Upload + unpack of compressed file may corrupt data
|Reported by:||Nicklas Nordborg||Owned by:||Nicklas Nordborg|
Description (last modified by )
When uploading some compressed files and selecting to decompress them things may go wrong. In the published release it seems like an exception is always thrown:
com.ice.tar.InvalidHeaderException: bad header in block 915 record 8, header magic is not 'ustar' or unix-style zeros, it is '5649464895554', or (dec) 56, 49, 46, 48, 9, 55, 54 at com.ice.tar.TarInputStream.getNextEntry(Unknown Source) at net.sf.basedb.plugins.TarFileUnpacker.unpack(TarFileUnpacker.java:163) at org.apache.jsp.filemanager.upload.upload_jsp._jspService(upload_jsp.java:205)
It seems like the exception is happening after processing a file. I have changed the code to ignore the exception just to see what happens. Everything seems fins but there are two issues:
- The decompressed file has been corrupted. This can be seen by them having different md5 values. The raw upload has the same md5 as I get if I run 'md5sum' from the local command prompt. Comparing the two files I find that the start to differ at line 393511. See below for examples.
- The tar.bz2 file is not complete. It's size on the BASE server (1.0MB) is smaller than the original file (2.1 MB).
The most surprising thing is that if I upload the tar.bz2 without unpacking it the tar.bz2 file is uploaded correctly and it is then possible to decompress the file without corrupting the contents.
Examples of corruption
Original file around line 393511:
525 614 114.0 23.6 20 526 614 250.0 29.6 25 527 614 75.0 15.4 25 528 614 455.5 52.1 20 529 614 72.0 13.9 25
525 614 114.0 23.6 20 526 614 250.0 29.6 25.0 25 139 22 618.0 46.3 19 617 77.7 114.8 118.0 48.3.0 25 34 62 633.0 16 627 77 64.0 32 6 20 23 19 20
In the cases I have found an exception is always thrown if the file is corrupted, but since the exception seems to happen when looking for the next file, I am not sure that this is true in all possible cases.
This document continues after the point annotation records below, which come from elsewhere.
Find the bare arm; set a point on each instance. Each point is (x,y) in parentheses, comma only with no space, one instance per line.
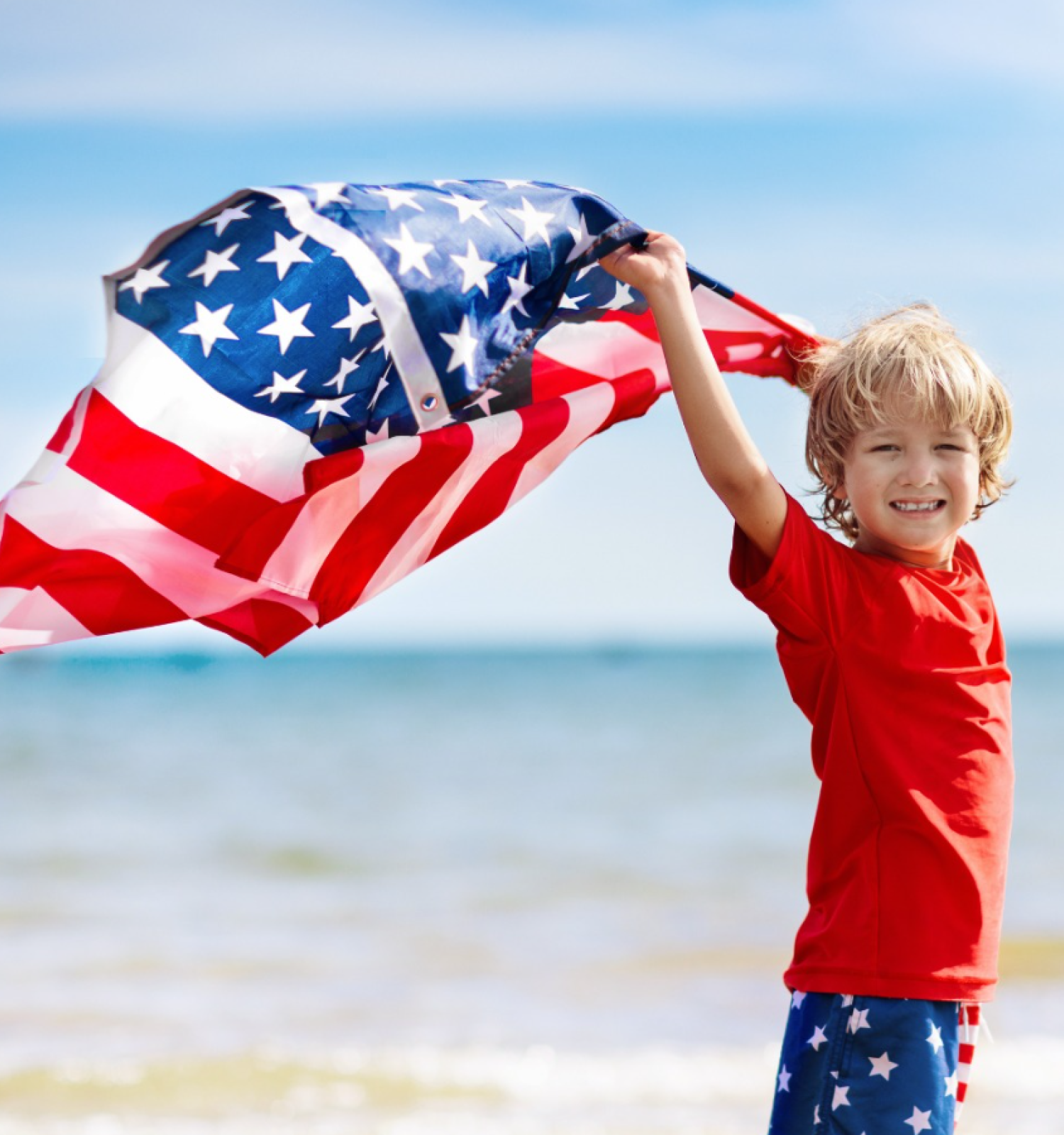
(726,454)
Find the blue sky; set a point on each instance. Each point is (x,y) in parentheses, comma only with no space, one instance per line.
(825,158)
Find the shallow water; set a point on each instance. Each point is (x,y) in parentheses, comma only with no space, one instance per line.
(507,892)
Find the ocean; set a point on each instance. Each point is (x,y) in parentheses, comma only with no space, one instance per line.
(499,891)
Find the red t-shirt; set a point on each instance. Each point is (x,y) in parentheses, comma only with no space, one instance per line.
(902,673)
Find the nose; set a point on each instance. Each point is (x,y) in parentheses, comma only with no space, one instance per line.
(918,469)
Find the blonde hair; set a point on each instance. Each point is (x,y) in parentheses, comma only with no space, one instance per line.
(911,357)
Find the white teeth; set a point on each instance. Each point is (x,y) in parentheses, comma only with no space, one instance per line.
(907,506)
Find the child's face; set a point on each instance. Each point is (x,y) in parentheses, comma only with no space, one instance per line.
(912,486)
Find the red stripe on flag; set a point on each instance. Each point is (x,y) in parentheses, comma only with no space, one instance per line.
(325,471)
(162,480)
(551,380)
(263,624)
(250,553)
(104,595)
(634,395)
(488,499)
(365,543)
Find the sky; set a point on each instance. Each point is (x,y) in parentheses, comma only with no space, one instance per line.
(827,158)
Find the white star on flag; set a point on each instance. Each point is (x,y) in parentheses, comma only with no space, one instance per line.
(326,406)
(462,345)
(346,367)
(358,316)
(583,238)
(327,192)
(210,326)
(919,1121)
(287,325)
(228,216)
(882,1066)
(572,302)
(412,253)
(287,251)
(533,221)
(216,262)
(399,199)
(858,1021)
(475,270)
(380,389)
(380,435)
(145,279)
(282,385)
(819,1038)
(467,208)
(481,402)
(519,289)
(622,298)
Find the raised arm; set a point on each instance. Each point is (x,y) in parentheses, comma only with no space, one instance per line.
(726,454)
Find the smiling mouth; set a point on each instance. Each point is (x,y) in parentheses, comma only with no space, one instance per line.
(918,506)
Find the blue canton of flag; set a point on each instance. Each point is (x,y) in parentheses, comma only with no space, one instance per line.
(360,312)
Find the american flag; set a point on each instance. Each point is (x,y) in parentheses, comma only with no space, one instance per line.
(311,391)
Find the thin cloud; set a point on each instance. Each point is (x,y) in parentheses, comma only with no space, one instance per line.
(255,62)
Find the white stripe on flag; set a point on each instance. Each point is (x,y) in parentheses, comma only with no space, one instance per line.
(416,369)
(719,314)
(607,350)
(589,408)
(159,392)
(322,521)
(74,514)
(32,618)
(492,438)
(45,465)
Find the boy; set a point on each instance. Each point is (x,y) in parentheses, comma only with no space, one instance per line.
(892,650)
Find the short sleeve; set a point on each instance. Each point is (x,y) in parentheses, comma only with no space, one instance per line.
(803,587)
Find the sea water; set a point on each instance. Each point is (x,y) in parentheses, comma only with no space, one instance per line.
(469,892)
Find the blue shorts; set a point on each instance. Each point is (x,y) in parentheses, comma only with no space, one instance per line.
(872,1066)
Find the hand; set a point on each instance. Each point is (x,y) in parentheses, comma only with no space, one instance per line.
(660,260)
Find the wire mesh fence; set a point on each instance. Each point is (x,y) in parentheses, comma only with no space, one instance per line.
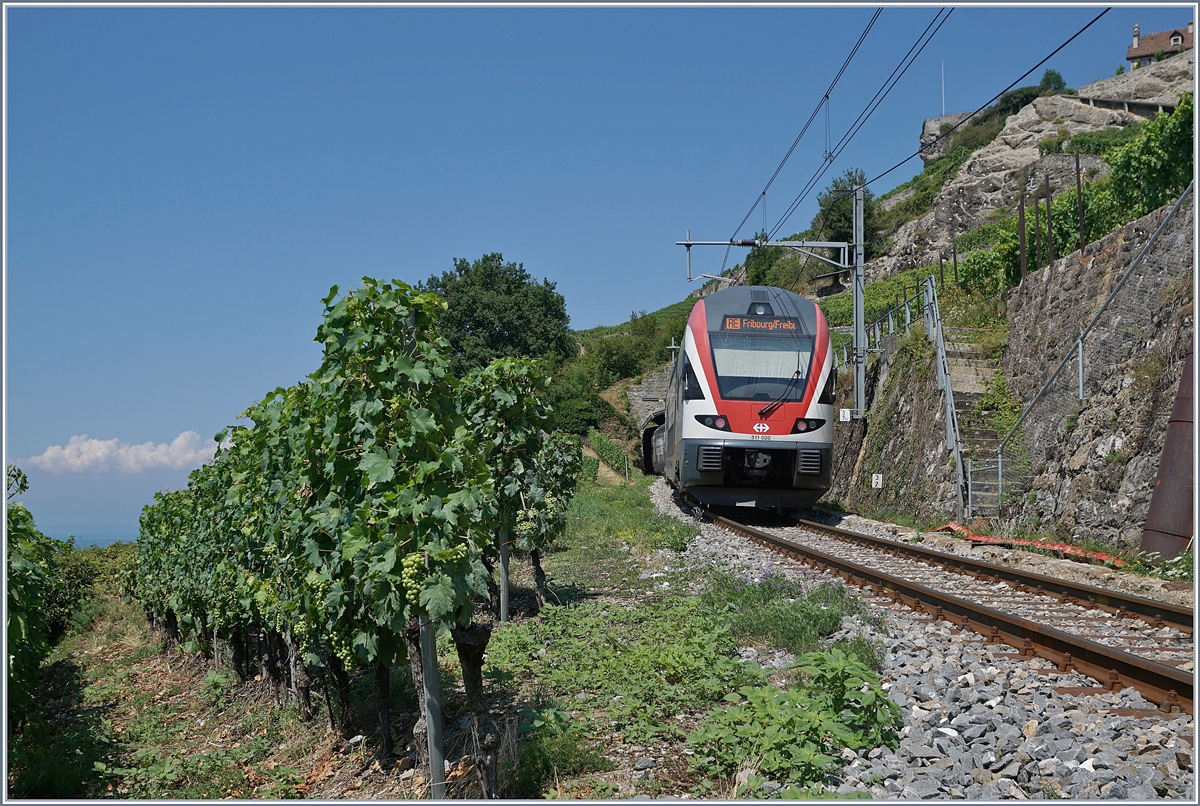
(1107,366)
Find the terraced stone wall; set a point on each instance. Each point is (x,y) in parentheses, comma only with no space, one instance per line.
(1092,463)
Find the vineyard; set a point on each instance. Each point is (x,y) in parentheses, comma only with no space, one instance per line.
(378,497)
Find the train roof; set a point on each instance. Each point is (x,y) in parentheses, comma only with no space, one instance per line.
(743,300)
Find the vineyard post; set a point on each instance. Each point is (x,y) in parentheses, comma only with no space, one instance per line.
(1079,197)
(432,692)
(1020,227)
(1049,224)
(504,575)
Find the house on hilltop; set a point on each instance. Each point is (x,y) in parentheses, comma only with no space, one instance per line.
(1144,48)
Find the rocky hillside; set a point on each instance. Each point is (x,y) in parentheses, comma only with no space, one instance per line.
(994,176)
(1093,462)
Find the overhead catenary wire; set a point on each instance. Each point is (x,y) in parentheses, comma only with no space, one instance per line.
(889,83)
(994,98)
(816,110)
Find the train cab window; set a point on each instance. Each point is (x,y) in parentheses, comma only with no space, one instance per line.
(831,385)
(761,367)
(691,390)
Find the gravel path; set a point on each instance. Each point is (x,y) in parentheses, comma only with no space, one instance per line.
(978,725)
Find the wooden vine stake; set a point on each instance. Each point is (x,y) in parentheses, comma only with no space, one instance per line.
(504,575)
(432,692)
(1020,227)
(1079,196)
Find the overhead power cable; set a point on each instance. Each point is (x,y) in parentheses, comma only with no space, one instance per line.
(816,110)
(995,97)
(889,83)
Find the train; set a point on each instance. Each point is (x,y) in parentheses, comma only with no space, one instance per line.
(748,414)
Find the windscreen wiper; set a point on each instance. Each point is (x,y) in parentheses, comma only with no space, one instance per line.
(765,411)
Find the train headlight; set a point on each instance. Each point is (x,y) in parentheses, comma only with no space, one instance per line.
(718,421)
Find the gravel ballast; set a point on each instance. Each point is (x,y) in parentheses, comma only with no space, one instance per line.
(977,725)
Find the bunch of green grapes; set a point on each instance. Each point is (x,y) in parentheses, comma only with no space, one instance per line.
(342,650)
(413,573)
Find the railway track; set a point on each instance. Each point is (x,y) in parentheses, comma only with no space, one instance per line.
(1119,639)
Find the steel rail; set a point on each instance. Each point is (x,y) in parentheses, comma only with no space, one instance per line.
(1162,684)
(1149,609)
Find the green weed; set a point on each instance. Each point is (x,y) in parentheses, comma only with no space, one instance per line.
(555,747)
(787,613)
(793,735)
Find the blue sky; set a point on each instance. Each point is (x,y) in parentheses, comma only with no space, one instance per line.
(184,185)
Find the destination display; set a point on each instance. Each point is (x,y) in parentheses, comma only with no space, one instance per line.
(768,324)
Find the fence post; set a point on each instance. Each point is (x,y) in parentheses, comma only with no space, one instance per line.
(1079,343)
(1049,224)
(1037,229)
(1020,226)
(1079,193)
(970,498)
(1000,476)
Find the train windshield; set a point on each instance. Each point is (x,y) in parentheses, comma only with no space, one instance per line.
(753,367)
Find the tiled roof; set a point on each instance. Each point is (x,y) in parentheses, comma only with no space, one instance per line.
(1151,43)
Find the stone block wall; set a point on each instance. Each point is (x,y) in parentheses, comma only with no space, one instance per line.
(1091,464)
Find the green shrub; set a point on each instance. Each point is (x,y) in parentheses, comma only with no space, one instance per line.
(1156,167)
(589,467)
(793,735)
(553,747)
(1104,140)
(610,452)
(619,654)
(1049,145)
(780,611)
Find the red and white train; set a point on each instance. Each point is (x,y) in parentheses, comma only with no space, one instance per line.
(749,408)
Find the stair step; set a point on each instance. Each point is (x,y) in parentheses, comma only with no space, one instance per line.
(957,361)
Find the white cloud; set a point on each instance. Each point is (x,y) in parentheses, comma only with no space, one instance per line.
(85,455)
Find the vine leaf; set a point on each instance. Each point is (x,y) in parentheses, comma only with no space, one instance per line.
(378,467)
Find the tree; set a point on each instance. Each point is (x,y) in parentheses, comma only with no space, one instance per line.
(497,311)
(1053,80)
(835,218)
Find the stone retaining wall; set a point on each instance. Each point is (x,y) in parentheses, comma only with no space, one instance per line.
(1092,463)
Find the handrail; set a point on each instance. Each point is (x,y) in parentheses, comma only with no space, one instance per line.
(1133,265)
(925,300)
(1078,344)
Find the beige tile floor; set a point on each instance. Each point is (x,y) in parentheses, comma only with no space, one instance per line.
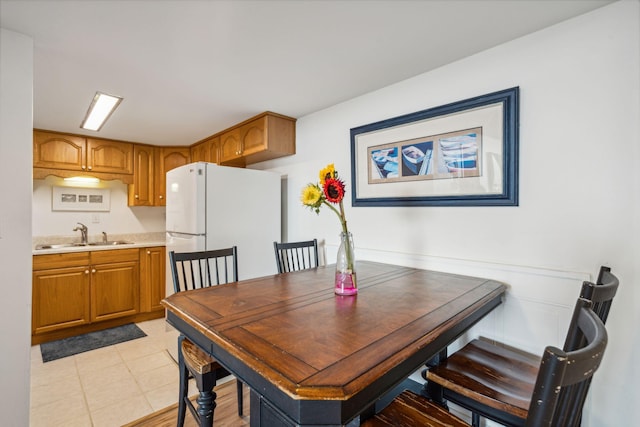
(107,387)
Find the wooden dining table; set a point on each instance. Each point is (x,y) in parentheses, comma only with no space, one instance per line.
(311,357)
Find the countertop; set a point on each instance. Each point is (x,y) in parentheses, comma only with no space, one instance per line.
(140,240)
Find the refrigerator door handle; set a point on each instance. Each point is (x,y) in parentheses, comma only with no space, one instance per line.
(184,235)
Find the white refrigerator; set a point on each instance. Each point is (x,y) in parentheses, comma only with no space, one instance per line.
(213,207)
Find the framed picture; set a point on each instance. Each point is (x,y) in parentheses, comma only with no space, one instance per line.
(81,199)
(460,154)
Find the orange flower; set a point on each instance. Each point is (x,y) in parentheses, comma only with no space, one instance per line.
(333,190)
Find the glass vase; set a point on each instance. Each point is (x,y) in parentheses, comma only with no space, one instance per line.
(346,283)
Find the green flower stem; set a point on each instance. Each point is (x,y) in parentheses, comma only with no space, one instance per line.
(343,222)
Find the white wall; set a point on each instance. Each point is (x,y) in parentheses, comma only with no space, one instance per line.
(120,219)
(16,94)
(579,182)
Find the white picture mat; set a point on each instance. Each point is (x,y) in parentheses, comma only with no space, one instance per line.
(489,182)
(81,199)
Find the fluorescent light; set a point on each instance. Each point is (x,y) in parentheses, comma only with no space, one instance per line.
(82,179)
(100,110)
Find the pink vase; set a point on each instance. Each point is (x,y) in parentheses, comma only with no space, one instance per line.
(346,283)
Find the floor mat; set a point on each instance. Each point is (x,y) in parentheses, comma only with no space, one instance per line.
(79,344)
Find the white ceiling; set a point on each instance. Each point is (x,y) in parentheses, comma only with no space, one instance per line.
(188,69)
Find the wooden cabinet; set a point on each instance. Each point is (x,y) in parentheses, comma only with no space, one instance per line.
(167,158)
(59,151)
(79,292)
(142,191)
(263,137)
(205,150)
(149,178)
(231,148)
(115,290)
(104,155)
(70,155)
(60,297)
(152,278)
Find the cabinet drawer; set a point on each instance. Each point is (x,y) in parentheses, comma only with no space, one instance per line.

In all cases it also seems to work if the compressed file is first uploaded without decompressing. Decompressing can be done using the "Run plugin" button from the single-item view page of the compressed file.
I have added the test data files I have used to the testdata repository referenced from the DeveloperInformation page. It is located in the ticket.869 subdirectory and contains three uncompressed files and three compressed. The only one that can be uploaded and decompressed at the same time is the MG_U74Av2.cdf.bz2 file.